It is Mike Pence who should be upset.
That is because President Donald Trump spends more time talking to Washington Deep State writers like Bob Woodward than he does to his vice president.
And then he gets his head handed to him for doing so, like he did in Woodward’s new book “Rage.” The book is based on so many one-on-one interviews with the president that Woodward should have given Trump a byline.
Compared to Deep Throat, Woodward’s anonymous, whispering, Watergate whistleblower during the Nixon White House years, Trump comes across like Luciano Pavarotti, singing like a hefty bird. The man just cannot stop talking.
While Trump’s friends at Fox News fight over news crumbs Trump throws at them, the president grants Woodward, a mainstay at the enemy Washington Post, extraordinary access, which has everyone shaking their heads. Why would Trump do that?
Probably because, like most ego-driven politicians, he wants everyone to love him. If they don’t, he thinks he can win them over with charm and personality, like he did North Korean leader Kim Jong Un who used to threaten to bomb us. Now he writes gushing letters to Trump.
Not Woodward, though.
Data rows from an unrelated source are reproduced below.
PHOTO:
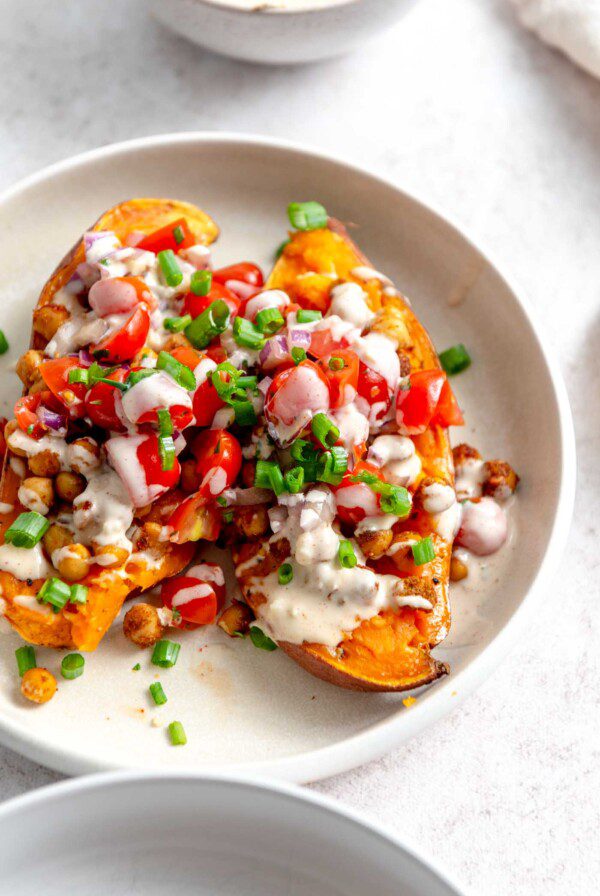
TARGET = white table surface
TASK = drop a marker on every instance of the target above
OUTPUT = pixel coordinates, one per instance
(461, 107)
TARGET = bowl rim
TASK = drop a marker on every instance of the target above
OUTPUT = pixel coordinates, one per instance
(292, 793)
(385, 735)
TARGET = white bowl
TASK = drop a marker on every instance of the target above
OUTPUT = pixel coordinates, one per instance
(279, 32)
(244, 709)
(136, 834)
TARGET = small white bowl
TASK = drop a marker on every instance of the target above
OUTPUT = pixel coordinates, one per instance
(279, 32)
(181, 834)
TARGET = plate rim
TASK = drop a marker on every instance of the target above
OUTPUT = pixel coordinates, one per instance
(385, 735)
(73, 787)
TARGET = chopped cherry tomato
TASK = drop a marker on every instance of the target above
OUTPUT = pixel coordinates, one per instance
(55, 374)
(194, 599)
(416, 405)
(195, 305)
(355, 500)
(342, 381)
(296, 394)
(219, 460)
(374, 389)
(102, 400)
(126, 341)
(176, 236)
(197, 517)
(447, 412)
(245, 272)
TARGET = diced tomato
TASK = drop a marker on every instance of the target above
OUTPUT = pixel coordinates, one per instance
(176, 236)
(194, 599)
(100, 402)
(245, 272)
(195, 305)
(355, 500)
(126, 341)
(295, 391)
(342, 383)
(55, 374)
(447, 412)
(219, 460)
(197, 517)
(373, 388)
(149, 458)
(429, 400)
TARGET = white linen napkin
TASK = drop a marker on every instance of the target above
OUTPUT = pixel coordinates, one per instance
(571, 25)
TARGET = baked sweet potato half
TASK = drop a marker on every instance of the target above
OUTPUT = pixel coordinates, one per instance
(55, 451)
(323, 271)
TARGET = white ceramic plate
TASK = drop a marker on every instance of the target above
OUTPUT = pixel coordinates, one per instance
(244, 709)
(131, 834)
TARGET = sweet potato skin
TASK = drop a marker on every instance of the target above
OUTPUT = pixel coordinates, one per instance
(390, 652)
(82, 628)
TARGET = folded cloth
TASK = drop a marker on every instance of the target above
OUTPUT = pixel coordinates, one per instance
(571, 25)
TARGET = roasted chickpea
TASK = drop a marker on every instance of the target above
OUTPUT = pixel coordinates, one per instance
(57, 537)
(69, 486)
(458, 569)
(110, 555)
(28, 367)
(45, 463)
(142, 625)
(73, 562)
(48, 318)
(37, 493)
(190, 480)
(38, 685)
(84, 455)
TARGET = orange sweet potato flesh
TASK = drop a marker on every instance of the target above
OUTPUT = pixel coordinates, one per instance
(84, 627)
(390, 652)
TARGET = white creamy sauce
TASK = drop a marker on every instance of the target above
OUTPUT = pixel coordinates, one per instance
(103, 512)
(24, 563)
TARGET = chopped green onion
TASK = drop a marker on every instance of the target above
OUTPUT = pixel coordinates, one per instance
(212, 322)
(180, 373)
(260, 640)
(294, 480)
(165, 653)
(246, 334)
(165, 423)
(136, 375)
(423, 551)
(298, 354)
(306, 316)
(169, 267)
(54, 592)
(269, 320)
(158, 695)
(72, 666)
(455, 359)
(79, 375)
(177, 734)
(27, 529)
(268, 475)
(177, 324)
(325, 430)
(25, 658)
(347, 555)
(307, 215)
(201, 283)
(166, 451)
(245, 415)
(285, 573)
(78, 594)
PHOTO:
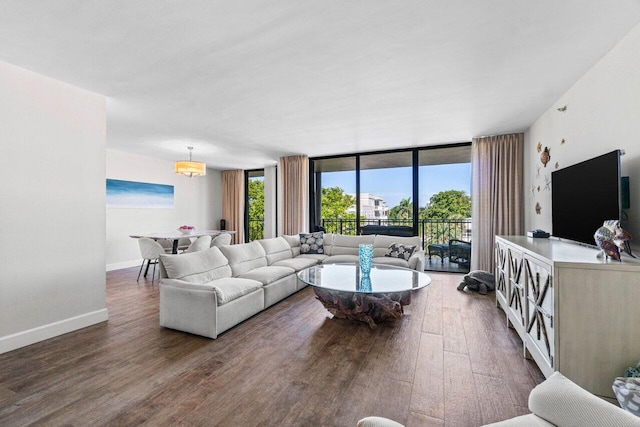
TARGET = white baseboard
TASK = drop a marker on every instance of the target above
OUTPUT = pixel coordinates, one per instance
(125, 264)
(44, 332)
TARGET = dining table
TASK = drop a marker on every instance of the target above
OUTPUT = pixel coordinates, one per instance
(175, 236)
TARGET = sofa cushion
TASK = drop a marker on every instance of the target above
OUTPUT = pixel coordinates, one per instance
(382, 243)
(316, 257)
(267, 275)
(396, 262)
(293, 240)
(276, 249)
(245, 257)
(197, 267)
(312, 243)
(298, 263)
(398, 250)
(348, 245)
(336, 259)
(230, 288)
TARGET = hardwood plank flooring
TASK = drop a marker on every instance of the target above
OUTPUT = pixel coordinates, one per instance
(450, 361)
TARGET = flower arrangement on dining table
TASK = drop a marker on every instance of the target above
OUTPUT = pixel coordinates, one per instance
(186, 229)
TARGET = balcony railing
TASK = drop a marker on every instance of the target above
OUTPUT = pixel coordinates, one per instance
(256, 229)
(431, 230)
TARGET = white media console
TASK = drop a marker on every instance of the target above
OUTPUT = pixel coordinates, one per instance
(575, 313)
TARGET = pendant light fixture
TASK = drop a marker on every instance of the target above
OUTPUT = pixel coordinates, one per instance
(190, 168)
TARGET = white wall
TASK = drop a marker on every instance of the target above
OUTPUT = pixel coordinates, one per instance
(197, 201)
(52, 216)
(603, 114)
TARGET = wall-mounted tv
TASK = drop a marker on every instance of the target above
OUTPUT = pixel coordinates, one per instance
(584, 195)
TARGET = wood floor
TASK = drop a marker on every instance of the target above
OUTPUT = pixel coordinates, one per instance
(449, 361)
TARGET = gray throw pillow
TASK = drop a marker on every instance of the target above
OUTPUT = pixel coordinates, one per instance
(312, 243)
(398, 250)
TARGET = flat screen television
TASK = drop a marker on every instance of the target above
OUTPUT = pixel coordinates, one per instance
(584, 195)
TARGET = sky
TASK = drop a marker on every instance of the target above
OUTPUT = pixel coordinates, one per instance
(394, 184)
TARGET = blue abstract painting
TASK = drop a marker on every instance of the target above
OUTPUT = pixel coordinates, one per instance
(131, 194)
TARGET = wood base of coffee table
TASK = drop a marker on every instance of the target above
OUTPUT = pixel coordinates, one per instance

The 77-year-old left-leaning scribe has been around too long to be charmed by a Republican president. Besides Woodward has a reputation to maintain among the Trump-hating Washington liberal elite. And the best way to keep that reputation intact, if not to enhance it, is to dump on Trump, which he did.
But you have to hand it to Woodward. Even after all these years, and all the Washington books beginning with Nixon and Watergate, and after all the fame, money and celebrity, he is still hanging in there. And he is still lording it over Washington reporters half his age, none of whom could have gotten 18 interviews with Trump, let alone one.
It is too bad that Trump has no one around to say, “I told you so.” Not that it would do any good anyway.
Trump is like other successful Washington politicians who believes he knows more about the press than the press secretary, more about speeches than the speechwriters, more about the economy than the economists, more about war than the generals, and more about the coronavirus than the scientists.
Trump’s critics have blown out of proportion Trumps’ comments on downplaying the seriousness of COVID-19. Leaders are not supposed to panic, and Trump did not panic.
The media attention given to Trump’s remarks about COVID-19 in the Woodward book, however, has overshadowed a couple of more disturbing revelations Woodward has come up with.
One is the troubling remarks made by retired Marine Corps Gen. Jim Mattis, Trump’s former secretary of defense, to then Director of National Intelligence Dan Coats about taking “collective action” against Trump.
Mattis, according to Woodward, after saying prayers for the country at the Washington National Cathedral in May 2019 told Coats, “There may come a time when we have to take collective action” against Trump because Trump was “a danger. He’s unfit.”
In a later conversation with Coats, Mattis said that Trump “has no moral compass.” To which, Coats, according to Woodward, responded, “True. To him, a lie is not a lie. It’s just what he thinks. He doesn’t know the difference between the truth and a lie.”
Both men, it should be pointed out, were appointed by Trump, but were also fired by him as well.
The other remarks that surprised some were Trump’s comments about national security and the country’s nuclear weapons system.
Reflecting on how close the country came to war with North Korea in 2017, Trump said: “I have built a nuclear — a weapons system that nobody’s ever had in this country before. “
“What we have is incredible,” he said.
In words that no doubt piqued the interest of Russia’s Vladimir Putin and Chinese President Xi Jinping, and others, Trump said, ”We have stuff that you haven’t even seen or heard about.
“We have stuff that Putin and Xi have never heard about before.”
One can only hope that it’s “the right stuff.”
And if Putin and Xi hadn’t heard about the “stuff” before they certainly have heard about it by now, coming as it has straight from the president’s lips.
“Loose Lips Sink Ships,” authorities used to warn during World War II.
Now they launch books — and try to sink presidents.